Key facts
- A woman developed severe neurological, cardiac, and thyroid symptoms attributed to cobalt poisoning.
- The poisoning was linked to a hip replacement revision surgery involving a cobalt-chromium alloy component.
- Doctors found metallic fluid and discolored tissue around the patient's hip joint during a second surgery.
- Blood tests revealed cobalt levels 59 times higher than normal and chromium levels over 300 times higher than normal.
- The patient underwent a second revision surgery and began chelation therapy for cobalt removal.

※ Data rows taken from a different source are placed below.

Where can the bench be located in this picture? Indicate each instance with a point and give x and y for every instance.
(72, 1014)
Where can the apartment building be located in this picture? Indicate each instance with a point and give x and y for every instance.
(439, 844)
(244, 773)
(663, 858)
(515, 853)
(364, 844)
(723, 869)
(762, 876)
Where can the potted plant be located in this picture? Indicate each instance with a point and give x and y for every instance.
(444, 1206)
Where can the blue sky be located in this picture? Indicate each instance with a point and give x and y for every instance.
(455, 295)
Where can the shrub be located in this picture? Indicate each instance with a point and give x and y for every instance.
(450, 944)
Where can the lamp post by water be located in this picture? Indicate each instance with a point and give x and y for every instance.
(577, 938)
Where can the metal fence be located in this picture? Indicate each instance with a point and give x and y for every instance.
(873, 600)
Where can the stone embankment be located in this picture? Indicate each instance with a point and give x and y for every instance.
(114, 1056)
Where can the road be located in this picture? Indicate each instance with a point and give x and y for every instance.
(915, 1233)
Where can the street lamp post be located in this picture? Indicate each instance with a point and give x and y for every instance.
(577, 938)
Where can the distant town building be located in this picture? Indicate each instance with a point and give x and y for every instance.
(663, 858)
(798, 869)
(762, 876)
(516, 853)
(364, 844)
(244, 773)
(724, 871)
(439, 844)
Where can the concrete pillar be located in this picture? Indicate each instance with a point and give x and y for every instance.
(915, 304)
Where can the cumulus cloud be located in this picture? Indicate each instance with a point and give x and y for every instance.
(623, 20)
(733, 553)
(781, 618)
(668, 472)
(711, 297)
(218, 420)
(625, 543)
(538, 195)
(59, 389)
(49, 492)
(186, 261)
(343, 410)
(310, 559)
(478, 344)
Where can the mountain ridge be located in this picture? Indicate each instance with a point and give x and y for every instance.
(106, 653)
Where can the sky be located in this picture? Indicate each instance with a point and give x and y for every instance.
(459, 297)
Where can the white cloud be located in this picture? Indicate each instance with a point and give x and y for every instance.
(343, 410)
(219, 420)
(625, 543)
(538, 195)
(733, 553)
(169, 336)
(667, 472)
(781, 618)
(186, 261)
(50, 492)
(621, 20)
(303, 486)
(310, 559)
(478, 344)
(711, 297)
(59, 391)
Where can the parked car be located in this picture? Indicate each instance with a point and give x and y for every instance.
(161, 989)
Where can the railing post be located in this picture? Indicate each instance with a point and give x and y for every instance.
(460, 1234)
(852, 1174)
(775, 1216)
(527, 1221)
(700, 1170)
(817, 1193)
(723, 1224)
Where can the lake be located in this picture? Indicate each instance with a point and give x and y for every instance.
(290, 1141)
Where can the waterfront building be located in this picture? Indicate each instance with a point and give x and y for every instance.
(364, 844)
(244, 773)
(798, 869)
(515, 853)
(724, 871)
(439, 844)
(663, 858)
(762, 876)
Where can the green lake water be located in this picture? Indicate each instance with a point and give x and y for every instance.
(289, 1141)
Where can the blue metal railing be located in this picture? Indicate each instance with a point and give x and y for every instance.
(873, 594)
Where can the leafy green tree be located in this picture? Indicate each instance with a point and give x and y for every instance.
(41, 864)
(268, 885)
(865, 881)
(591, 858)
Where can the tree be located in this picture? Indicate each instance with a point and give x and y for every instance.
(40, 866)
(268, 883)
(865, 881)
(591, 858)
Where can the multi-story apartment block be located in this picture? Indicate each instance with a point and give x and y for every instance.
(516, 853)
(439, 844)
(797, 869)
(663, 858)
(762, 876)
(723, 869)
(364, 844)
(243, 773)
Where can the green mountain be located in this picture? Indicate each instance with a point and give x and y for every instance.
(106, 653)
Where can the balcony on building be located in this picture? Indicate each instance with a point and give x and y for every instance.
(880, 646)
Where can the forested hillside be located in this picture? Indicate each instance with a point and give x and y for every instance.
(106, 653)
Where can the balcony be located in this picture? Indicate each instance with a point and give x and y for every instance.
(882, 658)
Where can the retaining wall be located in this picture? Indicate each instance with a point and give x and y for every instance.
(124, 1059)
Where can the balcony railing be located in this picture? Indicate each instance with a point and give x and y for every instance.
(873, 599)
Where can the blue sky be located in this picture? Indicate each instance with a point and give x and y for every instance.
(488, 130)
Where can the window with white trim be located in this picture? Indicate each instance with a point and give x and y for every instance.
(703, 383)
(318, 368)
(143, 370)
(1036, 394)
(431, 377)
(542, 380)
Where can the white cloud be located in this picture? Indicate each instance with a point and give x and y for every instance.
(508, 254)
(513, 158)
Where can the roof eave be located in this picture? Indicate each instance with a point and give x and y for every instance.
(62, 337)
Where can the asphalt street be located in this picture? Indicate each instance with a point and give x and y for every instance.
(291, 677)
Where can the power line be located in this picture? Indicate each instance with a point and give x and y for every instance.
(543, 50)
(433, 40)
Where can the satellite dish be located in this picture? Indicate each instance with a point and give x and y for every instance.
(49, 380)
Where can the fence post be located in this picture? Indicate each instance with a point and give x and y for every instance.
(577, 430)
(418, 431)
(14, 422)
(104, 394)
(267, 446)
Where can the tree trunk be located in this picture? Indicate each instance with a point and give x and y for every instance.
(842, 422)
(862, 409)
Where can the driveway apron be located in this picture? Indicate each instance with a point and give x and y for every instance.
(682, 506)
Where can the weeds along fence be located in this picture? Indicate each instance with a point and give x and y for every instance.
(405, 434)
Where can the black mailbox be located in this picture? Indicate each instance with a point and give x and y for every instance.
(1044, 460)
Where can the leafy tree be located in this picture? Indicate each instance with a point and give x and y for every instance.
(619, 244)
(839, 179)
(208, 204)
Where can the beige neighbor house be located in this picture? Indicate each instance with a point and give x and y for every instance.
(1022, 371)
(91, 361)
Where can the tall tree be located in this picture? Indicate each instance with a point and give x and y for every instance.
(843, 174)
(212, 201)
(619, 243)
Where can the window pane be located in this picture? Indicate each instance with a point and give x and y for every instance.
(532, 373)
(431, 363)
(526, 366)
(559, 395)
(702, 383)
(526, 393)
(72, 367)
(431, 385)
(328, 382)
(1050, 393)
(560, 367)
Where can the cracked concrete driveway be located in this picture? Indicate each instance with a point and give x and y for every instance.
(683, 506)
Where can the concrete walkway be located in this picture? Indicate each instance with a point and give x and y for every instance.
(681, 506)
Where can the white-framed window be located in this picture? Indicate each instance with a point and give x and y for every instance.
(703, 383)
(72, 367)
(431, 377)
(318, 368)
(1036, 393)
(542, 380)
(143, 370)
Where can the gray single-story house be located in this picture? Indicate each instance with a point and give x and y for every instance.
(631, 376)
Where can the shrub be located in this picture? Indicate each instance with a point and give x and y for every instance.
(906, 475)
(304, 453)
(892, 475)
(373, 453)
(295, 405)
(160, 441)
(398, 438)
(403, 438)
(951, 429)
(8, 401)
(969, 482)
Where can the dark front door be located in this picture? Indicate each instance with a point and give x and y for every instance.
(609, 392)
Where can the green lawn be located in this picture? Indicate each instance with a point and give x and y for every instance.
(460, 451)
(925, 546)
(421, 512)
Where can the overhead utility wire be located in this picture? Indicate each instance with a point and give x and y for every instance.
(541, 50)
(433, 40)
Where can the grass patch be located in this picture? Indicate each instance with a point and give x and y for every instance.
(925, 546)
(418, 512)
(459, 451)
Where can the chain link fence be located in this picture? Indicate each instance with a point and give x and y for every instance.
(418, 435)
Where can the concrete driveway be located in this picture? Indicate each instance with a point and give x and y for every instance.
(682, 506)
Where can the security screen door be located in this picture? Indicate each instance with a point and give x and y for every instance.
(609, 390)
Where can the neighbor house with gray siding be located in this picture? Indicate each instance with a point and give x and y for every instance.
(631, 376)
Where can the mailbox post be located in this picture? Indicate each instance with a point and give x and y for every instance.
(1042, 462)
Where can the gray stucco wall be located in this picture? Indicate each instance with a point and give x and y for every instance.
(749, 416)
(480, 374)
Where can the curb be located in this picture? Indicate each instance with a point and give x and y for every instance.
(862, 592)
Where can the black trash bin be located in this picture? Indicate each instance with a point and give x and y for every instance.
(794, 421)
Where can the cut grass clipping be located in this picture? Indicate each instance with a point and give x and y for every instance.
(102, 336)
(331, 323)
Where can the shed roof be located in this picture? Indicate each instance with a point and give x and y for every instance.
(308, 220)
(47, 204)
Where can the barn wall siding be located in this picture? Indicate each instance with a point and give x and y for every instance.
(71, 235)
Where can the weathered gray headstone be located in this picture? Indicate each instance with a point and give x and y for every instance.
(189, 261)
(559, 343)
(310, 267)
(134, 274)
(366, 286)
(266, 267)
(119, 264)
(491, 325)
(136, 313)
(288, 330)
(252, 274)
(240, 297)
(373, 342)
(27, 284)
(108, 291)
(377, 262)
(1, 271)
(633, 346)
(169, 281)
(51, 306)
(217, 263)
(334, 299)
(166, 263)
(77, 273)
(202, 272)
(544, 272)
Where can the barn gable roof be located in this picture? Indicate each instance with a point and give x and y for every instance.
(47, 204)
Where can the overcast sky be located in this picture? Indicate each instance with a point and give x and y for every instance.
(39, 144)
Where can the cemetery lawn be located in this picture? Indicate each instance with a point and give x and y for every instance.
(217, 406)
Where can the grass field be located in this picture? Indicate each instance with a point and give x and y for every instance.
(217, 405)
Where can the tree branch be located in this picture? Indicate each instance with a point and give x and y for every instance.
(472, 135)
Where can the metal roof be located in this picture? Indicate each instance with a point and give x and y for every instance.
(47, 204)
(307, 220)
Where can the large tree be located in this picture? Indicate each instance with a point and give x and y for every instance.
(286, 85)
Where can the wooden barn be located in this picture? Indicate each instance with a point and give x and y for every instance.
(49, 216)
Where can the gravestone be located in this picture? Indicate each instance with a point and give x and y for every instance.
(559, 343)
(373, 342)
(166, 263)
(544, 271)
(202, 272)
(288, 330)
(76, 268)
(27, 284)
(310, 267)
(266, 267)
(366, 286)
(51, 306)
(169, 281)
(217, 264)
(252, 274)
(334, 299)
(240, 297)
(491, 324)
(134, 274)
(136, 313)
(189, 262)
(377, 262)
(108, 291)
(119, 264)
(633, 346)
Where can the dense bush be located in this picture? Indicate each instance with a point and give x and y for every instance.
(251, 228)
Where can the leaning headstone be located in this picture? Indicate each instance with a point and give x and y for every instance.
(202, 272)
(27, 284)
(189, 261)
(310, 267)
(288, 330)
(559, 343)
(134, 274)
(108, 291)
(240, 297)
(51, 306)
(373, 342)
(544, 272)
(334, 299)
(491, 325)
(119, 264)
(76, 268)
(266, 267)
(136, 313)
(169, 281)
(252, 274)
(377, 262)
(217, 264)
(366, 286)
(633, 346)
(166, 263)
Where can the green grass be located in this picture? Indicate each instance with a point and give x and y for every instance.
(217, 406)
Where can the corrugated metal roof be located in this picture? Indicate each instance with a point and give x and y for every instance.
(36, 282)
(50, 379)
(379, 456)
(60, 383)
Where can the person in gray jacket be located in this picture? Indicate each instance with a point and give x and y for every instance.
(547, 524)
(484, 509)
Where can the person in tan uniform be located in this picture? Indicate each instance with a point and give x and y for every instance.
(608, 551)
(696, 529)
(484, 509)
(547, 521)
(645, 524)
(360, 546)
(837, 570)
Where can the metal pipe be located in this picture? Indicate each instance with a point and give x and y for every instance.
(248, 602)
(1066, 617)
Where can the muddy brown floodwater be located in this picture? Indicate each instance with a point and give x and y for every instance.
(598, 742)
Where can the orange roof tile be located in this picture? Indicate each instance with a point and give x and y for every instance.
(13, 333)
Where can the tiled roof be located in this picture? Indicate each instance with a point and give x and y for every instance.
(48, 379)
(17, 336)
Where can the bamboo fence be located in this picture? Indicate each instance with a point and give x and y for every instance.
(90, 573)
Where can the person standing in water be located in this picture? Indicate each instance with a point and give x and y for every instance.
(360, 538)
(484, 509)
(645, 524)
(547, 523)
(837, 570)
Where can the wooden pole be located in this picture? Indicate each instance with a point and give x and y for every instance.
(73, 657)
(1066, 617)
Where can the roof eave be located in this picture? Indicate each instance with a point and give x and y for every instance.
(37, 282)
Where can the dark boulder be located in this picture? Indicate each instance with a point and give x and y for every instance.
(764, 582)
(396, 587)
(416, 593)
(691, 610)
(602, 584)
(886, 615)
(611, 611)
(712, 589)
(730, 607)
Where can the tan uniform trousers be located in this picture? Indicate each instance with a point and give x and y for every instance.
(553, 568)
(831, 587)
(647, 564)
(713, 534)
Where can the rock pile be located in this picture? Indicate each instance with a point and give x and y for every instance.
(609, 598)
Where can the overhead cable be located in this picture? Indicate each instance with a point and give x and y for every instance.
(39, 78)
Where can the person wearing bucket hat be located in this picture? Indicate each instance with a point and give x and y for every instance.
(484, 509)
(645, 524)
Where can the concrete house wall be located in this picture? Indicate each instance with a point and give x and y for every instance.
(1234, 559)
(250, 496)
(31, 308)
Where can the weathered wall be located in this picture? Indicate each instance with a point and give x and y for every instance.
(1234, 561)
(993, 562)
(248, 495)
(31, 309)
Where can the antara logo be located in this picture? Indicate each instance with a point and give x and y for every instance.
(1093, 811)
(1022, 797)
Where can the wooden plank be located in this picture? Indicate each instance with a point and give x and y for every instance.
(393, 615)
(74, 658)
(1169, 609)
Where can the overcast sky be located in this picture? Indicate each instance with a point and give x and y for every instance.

A 56-year-old woman was admitted to the hospital with a severe and worsening array of symptoms, including a progressive "pins and needles" sensation in her extremities, difficulty walking, short-term memory problems, concentration issues, irritability, loss of appetite, and heart palpitations. Her medical history included high blood pressure, anxiety, depression, hypothyroidism, and a previous hip replacement from 20 years prior.
Doctors noted that four weeks before her current symptoms began, her thyroid medication dosage was increased. However, they initially attributed her neurological symptoms to potential nerve damage from a recent hip revision surgery, though this did not fully explain the bilateral nature of her symptoms or her other health issues. Thorough examinations revealed tachycardia and reduced sensitivity to touch in all four limbs. Blood work showed elevated hemoglobin levels, and an X-ray of her hip indicated deposits around the artificial joint.
Upon receiving records from her hip revision surgery, which occurred three months prior, doctors learned that the original titanium and ceramic hip joint had failed, causing the ceramic liner to shatter. During the revision, the ceramic liner was replaced with polyethylene, and the ceramic femoral head was replaced with a cobalt-chromium alloy. The original titanium components were retained. Doctors immediately diagnosed severe cobalt poisoning, which aligned with her neurological, cardiac, and thyroid dysfunction, as well as her elevated hemoglobin levels due to cobalt's effect on hypoxia-induced factor.
The rapid progression of her toxicity led doctors to speculate that residual ceramic microparticles from the shattered liner may have caused excessive wear on the new cobalt-chromium head, releasing cobalt into her bloodstream. A second hip revision surgery confirmed this, revealing a pool of grey, metallic fluid and necrotic, silver-gray stained tissues around the joint. Surgeons cleaned the area, replaced the cobalt-chromium head with a ceramic one, and initiated chelation therapy. Pre-surgery blood tests showed cobalt levels at 592 ng/mL (normal <10 ng/mL) and chromium levels at 62.4 ng/mL (normal <0.2 ng/mL). Her recovery was described as slow and non-linear.